Para o autor catarinense, “é a lógica da guerra, é a essência do poder: é justo matar os inimigos. É injusto matar os nossos. É claro: não há mais tempo pra ingenuidades. A estrutura que domina o mundo é poder, dinheiro, tráfico de armas etc. E com a ascensão de grupos fundamentalistas, da extrema-direita, do terrorismo em todo o mundo, essa perversa lógica mercadológica vai prevalecer”.

Emanuel pergunta e nós fazemos coro: “Como continuar? Apenas palavras. Eu sei somente palavras. Ma é o que me resta”. E elas não são senão o que o dicionário registra. “O velho Shakespeare, que faleceu há quatrocentos anos e quase mais um, reclamava da sua desimportância no meio de uma sociedade que quer apenas e quase sempre o poder: palavras, palavras, palavras, repetia Hamlet”.

No raciocínio de Medeiros Viana, a barbárie e a crueldade extrema, que são o uso de armas químicas, não são fatos novos na história do mundo. Eu sei, é a institucionalização da barbárie.

Sem concordar inteiramente com o escritor, que julga “a ONU um fantoche dos interesses imperialistas – de que lado for”, inclino-me à evidência: a organização não consegue vencer a crueldade que existe. Esta parece intrínseca ao homem, que não aprendeu a sentir os males horríveis que dissemina em torno de si e para sempre. 

É profundamente triste tecer estas considerações em maio, mês das noivas, do Dia das Mães, das celebrações cristãs nas igrejas e capelinhas do interior brasileiro, em que as meninas, vestidas de belos trajes brancos, cantam à Virgem que gerou Jesus.

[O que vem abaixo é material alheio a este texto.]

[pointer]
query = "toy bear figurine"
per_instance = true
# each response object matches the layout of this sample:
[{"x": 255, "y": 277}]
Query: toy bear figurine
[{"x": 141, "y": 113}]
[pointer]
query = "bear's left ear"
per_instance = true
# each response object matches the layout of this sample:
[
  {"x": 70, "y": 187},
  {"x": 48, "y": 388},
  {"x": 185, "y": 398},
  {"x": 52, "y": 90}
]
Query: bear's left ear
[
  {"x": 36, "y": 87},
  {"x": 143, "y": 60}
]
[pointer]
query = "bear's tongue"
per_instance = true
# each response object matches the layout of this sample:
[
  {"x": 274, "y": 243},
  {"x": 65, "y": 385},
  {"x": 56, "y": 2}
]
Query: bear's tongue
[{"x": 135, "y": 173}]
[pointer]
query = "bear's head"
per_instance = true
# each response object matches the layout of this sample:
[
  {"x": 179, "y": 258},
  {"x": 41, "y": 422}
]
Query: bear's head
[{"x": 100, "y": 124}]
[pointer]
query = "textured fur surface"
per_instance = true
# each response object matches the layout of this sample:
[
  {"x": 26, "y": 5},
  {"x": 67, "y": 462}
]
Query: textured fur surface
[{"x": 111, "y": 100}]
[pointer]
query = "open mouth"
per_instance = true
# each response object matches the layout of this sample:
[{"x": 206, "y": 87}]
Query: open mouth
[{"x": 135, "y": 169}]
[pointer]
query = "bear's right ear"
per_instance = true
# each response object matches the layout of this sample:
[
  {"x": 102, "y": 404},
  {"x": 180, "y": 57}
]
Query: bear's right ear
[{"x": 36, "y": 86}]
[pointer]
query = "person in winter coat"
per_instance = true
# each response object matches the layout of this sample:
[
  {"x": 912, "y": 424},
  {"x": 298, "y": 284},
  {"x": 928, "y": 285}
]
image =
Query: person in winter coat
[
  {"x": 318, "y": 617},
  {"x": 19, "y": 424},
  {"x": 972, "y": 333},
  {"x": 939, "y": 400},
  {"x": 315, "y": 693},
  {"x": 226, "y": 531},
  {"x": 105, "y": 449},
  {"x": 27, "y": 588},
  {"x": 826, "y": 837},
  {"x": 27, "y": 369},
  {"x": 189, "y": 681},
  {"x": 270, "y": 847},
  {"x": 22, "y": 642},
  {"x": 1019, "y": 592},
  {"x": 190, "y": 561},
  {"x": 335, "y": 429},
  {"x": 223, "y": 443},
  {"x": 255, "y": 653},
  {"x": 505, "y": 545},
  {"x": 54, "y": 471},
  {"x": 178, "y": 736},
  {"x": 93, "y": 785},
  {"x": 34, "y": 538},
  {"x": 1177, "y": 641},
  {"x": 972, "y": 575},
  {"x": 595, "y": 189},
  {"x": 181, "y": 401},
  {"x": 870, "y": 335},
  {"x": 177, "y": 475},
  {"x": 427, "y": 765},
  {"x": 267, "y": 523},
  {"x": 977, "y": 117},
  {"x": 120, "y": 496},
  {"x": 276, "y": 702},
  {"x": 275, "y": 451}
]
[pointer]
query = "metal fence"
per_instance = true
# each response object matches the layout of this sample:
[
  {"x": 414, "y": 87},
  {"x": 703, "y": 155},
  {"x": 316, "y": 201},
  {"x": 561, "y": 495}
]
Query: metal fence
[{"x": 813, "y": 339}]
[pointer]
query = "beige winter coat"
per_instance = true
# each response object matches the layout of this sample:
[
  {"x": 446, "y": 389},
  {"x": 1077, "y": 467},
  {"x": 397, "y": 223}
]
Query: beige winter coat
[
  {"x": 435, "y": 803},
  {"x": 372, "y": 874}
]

Enquanto acontecem aqui cerimônias tão simples e belas, o mundo se engalfinha em graves embates que deixam milhões de mortos, estigmatizados, órfãos, deserdados, multidões que buscavam salvar-se em outros pedaços do planeta, perdendo a vida nas fronteiras oceânicas, ou cercadas de arame farpado ou muros. 

Não se permite que o homem procure o caminho do bem-viver, da felicidade. As nações que detêm poder não medem a sua própria indiferença em causas de males irremediáveis. Os americanos foram perversos em muitas partes do mundo, inclusive com uso do napalm no Vietnã para destruir aldeias, eliminado civis inocentes, embora outros povos o fizeram antes e ainda fazem.

Repito Emanuel: “Por quem os sinos dobram?” Dobram pelos refugiados – que a extrema-direita mundial coloca como o primeiro inimigo. Só falta os fascistas proclamarem: “mate os seus vizinhos”. 

Por quem os sinos dobram? Dobram por todas as crianças do mundo, abandonadas, órfãs, perdidas nos oceanos, ignoradas pelo mundo. Dobram pelos humanistas “o uso de armas químicas é proibido pela Convenção de Genebra desde 1925. Mas qual nação liga para dar convenções?”.